Chères collègues et chers collègues,
Plusieurs défenseurs des animaux supposent que nous avons besoin d’une organisation - quelque organisation que ce soit - afin de défendre les animaux nonhumains ; que nous avons besoin d’un dirigeant - quelque dirigeant que ce soit - pour nous indiquer la voie à suivre.
À mon avis, c’est une mauvaise manière d’envisager les choses.
Malheureusement, dans un monde où tout est traité comme une marchandise, la justice sociale, c’est un peu surprenant, est elle-même devenue une commodité et elle est vendue, en plusieurs saveurs, par des corporations qui se partagent le marché de la compassion.
Ces compagnies ont fait un formidable travail pour nous convaincre que la participation à toutes les luttes morales, incluant particulièrement la lutte pour les animaux, signifie leur faire parvenir un chèque.
Dans un monde où nous acceptons des milliers de hiérarchies sans même le remarquer et sans même remettre en question le concept même de hiérarchie, nous présupposons que nous avons besoin de dirigeants pour nous montrer la voie.
Ces dirigeants sont généralement les cadres des compagnies de la compassion.
Et être simplement en désaccord avec leurs déclarations vaut d’être étiqueté de « puriste », d’« élitiste », de « réfractaire » de « condescendant » ou encore d’être considéré comme « une personne qui ne se soucie pas de la souffrance animale », etc., etc., etc..
Je crois que cette manière de penser fait obstacle à notre cheminement vers l’objectif qui nous anime.
Nous n’arriverons nulle part en bricolant une prétendue solution à la surface du problème.
Nous n’arriverons nulle part en faisant la promotion des œufs de poules élevées hors cage, de la « viande heureuse » ou du lait biologique.
Nous n’arriverons nulle part en nous assoyant nus dans des cages en prétendant que nous cédons au sexisme qui corrode insidieusement notre culture « pour la cause animale ».
Cette approche entière ne fait que renforcer l’idée que nous pouvons nous débarrasser des injustices en consommant ; que nous pouvons échanger un type d’exploitation pour un autre; que nous pouvons acheter la compassion.
Nous ne le pouvons pas.
Dans un monde où les femmes, les personnes de couleur, les enfants, les personnes âgées, les personnes handicapées mentalement, les pauvres et d’autres êtres humains sont traités comme des citoyens de deuxième classe (au mieux) par le patriarcat privilégié qui dirige tout, les animaux nonhumains sont, de plusieurs façons, les plus vulnérables d’entre tous.
Nous pouvons non seulement les torturer et les tuer en toute impunité, mais on s’attend à ce que nous le fassions.
Bien que la violence contre un autre humain puisse entrainer une sorte de critique sociale ou même une sanction criminelle, la violence à l’encontre des nonhumains est généralement considérée comme une vertu, particulièrement lorsqu’elle est dite « humaine ».

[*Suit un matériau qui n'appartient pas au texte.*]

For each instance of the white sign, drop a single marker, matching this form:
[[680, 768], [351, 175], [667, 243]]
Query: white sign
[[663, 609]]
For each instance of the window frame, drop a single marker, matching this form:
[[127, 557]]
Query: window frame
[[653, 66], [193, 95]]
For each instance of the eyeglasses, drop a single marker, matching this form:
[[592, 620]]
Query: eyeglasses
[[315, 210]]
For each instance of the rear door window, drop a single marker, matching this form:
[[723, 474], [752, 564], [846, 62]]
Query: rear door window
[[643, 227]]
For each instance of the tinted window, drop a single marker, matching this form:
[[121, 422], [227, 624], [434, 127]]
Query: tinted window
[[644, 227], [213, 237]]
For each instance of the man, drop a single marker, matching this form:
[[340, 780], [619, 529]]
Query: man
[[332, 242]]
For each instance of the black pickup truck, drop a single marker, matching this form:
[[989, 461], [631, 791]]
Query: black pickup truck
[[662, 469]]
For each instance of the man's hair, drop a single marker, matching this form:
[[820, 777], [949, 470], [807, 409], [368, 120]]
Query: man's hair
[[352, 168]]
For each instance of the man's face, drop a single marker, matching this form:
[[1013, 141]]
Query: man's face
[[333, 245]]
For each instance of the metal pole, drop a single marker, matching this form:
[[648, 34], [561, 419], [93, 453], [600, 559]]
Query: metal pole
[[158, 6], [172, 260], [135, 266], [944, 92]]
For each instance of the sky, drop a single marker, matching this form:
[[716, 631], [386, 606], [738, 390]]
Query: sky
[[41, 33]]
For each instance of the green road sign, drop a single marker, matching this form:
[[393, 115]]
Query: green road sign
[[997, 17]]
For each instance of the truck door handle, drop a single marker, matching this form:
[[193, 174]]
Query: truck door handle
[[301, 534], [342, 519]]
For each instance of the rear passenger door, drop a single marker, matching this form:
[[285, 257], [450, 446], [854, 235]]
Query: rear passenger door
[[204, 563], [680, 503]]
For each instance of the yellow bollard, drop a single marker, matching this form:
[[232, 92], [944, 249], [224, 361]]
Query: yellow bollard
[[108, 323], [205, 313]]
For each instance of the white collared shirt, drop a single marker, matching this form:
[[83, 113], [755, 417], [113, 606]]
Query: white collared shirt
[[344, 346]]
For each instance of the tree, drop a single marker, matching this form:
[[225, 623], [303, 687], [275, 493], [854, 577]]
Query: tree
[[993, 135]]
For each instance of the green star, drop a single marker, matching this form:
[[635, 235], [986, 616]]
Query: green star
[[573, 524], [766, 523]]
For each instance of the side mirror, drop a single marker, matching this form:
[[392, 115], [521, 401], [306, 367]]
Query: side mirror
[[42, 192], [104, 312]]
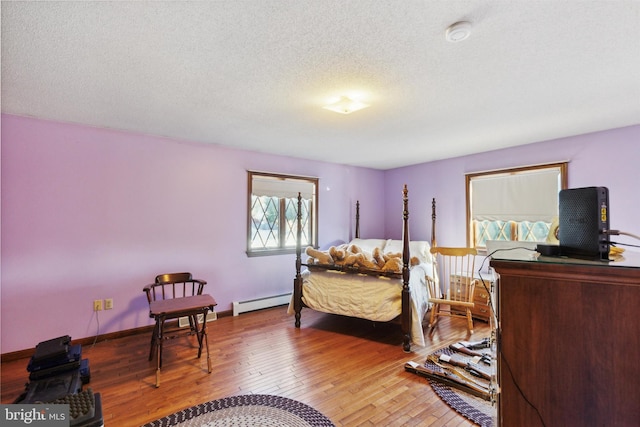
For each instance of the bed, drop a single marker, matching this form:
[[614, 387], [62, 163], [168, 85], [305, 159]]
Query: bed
[[371, 293]]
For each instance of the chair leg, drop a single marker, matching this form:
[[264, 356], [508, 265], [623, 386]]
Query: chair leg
[[153, 341], [434, 315], [159, 340]]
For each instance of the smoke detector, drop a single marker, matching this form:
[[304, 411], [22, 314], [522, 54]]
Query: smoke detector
[[458, 31]]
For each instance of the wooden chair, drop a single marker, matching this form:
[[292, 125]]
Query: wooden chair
[[171, 297], [455, 285]]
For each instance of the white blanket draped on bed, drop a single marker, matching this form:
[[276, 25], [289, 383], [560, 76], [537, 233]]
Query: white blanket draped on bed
[[368, 297]]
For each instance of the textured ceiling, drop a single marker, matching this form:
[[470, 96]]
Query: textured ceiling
[[254, 74]]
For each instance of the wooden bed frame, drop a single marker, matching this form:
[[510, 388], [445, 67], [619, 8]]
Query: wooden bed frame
[[405, 315]]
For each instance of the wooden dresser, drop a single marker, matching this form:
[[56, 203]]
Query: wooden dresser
[[568, 342]]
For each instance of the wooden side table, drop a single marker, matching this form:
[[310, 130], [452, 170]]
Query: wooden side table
[[190, 306]]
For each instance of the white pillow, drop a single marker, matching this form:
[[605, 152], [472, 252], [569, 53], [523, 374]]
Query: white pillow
[[368, 245], [417, 248]]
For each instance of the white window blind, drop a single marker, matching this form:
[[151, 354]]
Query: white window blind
[[523, 196], [282, 187]]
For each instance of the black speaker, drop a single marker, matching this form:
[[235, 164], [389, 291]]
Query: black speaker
[[583, 222]]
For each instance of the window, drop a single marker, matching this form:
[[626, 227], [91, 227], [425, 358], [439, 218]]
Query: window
[[513, 204], [273, 213]]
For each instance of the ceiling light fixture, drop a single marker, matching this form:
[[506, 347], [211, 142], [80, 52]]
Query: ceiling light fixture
[[458, 31], [346, 105]]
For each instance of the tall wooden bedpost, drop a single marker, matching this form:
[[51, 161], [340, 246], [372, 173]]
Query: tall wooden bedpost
[[357, 219], [434, 243], [406, 295], [297, 282]]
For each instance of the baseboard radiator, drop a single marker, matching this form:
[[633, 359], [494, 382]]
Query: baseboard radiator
[[260, 303]]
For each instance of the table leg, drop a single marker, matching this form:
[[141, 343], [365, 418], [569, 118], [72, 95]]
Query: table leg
[[206, 341]]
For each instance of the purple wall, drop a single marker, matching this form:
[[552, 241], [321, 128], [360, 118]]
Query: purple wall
[[609, 158], [92, 214]]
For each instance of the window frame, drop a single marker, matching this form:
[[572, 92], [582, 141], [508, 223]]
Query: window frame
[[562, 167], [313, 211]]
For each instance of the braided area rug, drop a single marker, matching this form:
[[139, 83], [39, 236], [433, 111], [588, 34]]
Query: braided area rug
[[469, 406], [248, 410]]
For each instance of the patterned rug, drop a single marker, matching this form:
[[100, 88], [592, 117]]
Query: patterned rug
[[474, 408], [248, 410]]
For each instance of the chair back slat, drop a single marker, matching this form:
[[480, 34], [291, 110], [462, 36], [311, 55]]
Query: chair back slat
[[174, 285], [456, 267]]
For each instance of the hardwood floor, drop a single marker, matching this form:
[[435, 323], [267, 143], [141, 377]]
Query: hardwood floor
[[349, 369]]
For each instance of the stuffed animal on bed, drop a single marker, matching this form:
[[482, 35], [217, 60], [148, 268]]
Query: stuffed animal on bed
[[318, 257], [354, 256]]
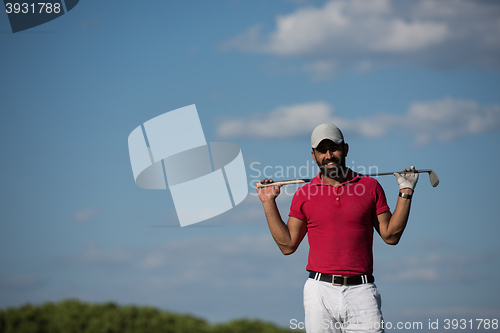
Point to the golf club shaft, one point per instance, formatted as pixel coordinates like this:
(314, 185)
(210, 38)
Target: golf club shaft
(432, 176)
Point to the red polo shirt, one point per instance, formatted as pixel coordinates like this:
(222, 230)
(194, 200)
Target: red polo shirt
(340, 223)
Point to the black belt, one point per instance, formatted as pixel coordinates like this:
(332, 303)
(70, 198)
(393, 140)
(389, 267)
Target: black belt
(339, 280)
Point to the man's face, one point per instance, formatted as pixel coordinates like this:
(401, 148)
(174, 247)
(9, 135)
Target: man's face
(330, 158)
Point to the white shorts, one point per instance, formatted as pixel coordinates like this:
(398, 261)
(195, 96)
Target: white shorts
(335, 309)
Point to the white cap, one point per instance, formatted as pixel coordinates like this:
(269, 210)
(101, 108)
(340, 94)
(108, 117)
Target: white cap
(326, 131)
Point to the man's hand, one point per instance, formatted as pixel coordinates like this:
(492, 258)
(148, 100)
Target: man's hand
(407, 179)
(268, 192)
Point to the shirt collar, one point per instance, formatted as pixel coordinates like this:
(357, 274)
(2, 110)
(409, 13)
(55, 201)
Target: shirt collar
(351, 177)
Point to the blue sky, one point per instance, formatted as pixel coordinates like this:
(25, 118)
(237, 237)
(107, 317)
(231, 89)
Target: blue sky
(409, 82)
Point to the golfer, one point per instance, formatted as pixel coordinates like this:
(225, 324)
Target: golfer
(338, 210)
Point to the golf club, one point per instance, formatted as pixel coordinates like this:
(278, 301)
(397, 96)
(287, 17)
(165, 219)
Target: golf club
(433, 178)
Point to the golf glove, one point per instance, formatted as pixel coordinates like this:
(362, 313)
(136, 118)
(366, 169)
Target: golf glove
(407, 180)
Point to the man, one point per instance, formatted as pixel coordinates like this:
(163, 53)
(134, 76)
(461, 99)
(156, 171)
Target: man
(338, 210)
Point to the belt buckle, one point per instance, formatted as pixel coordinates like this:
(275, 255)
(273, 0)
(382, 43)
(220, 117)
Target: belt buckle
(339, 284)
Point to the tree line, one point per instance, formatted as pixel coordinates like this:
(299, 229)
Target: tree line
(74, 316)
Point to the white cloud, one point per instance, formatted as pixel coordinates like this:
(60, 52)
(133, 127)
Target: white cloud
(439, 120)
(437, 267)
(436, 33)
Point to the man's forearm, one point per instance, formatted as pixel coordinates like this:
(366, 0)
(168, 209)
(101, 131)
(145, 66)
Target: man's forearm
(399, 218)
(279, 230)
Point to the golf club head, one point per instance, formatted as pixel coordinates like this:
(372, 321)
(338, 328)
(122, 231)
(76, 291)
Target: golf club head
(433, 178)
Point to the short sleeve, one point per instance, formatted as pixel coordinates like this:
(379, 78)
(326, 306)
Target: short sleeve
(381, 201)
(297, 204)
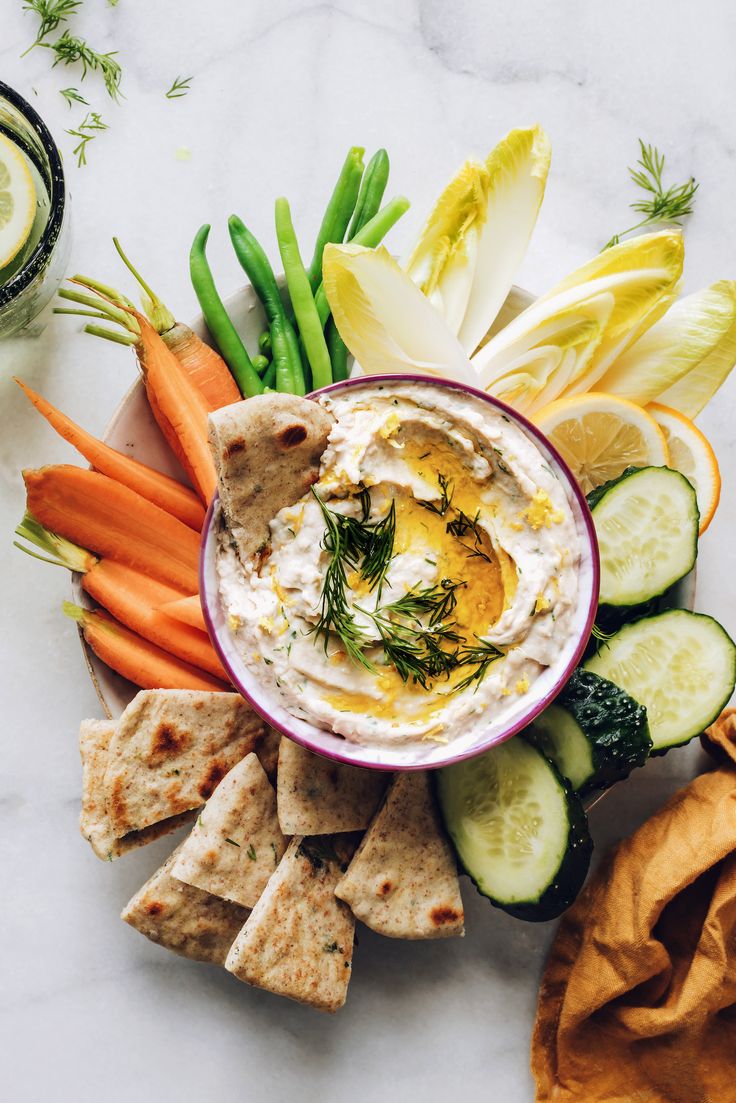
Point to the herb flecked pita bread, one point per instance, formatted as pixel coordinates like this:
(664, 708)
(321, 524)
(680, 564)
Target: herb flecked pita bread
(298, 940)
(319, 796)
(95, 737)
(236, 843)
(170, 749)
(267, 454)
(183, 919)
(403, 880)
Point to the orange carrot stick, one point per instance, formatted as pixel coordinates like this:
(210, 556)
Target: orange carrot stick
(205, 367)
(185, 610)
(114, 521)
(163, 491)
(136, 659)
(132, 599)
(183, 407)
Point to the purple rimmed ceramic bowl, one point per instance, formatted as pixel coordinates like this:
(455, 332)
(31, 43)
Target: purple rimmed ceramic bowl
(419, 756)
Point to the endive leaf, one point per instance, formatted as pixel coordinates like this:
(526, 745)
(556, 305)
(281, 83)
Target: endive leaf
(699, 384)
(384, 319)
(696, 334)
(477, 234)
(589, 317)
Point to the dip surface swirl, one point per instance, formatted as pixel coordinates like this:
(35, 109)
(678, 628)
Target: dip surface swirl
(478, 515)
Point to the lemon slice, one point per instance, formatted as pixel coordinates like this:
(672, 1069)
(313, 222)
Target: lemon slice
(691, 454)
(599, 436)
(17, 201)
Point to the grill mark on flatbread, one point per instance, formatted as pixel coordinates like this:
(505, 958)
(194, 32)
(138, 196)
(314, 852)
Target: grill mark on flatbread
(319, 796)
(184, 919)
(403, 880)
(94, 822)
(236, 843)
(267, 453)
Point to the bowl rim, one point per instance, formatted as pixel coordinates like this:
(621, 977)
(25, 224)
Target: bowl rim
(209, 542)
(57, 200)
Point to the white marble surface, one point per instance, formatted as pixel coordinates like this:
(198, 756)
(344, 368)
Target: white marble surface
(280, 88)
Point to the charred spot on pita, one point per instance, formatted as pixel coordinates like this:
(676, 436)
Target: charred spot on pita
(292, 435)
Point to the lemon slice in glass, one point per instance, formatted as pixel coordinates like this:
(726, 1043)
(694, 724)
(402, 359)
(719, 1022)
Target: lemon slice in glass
(599, 436)
(17, 201)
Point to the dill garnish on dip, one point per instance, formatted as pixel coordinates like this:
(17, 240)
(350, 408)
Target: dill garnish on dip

Ceux qui refusent de participer au carnage sont perçus comme des anormaux, presque antisociaux par, et surtout par, les grandes organisations qui déclarent qu’éviter tous les produits animaux et promouvoir le véganisme comme principe moral de base est « extrême ».
Il est mal de traiter les fermiers, les chercheurs qui pratiquent la vivisection ou les producteurs de fourrure d’« ennemis ».
Ils ne font que répondre à la demande - la nôtre.
Ils ne font que ce que nous leur demandons de faire.
Ils ne sont pas le problème - nous le sommes.
L’abolition de l’exploitation animale exige un changement de paradigme.
Elle exige que nous rejetions la violence à sont niveau le plus fondamental.
Elle exige que nous reconnaissions que la violence est mauvaise, de manière inhérente.
L’abolition de l’exploitation animale exige une révolution non violente - une révolution du cœur.
Cette révolution ne sera pas le résultat du travail d’un dirigeant.
Elle ne peut qu’arriver en chacun de nous, autant que nous sommes.
Et elle le peut, si nous le voulons bien.
Nous n’avons pas besoin de dirigeants.
Nous devons admettre que chacun de nous peut - et doit - devenir le dirigeant si nous voulons avoir quelque espoir de nous sortir de cette catastrophe que nous appelons le monde.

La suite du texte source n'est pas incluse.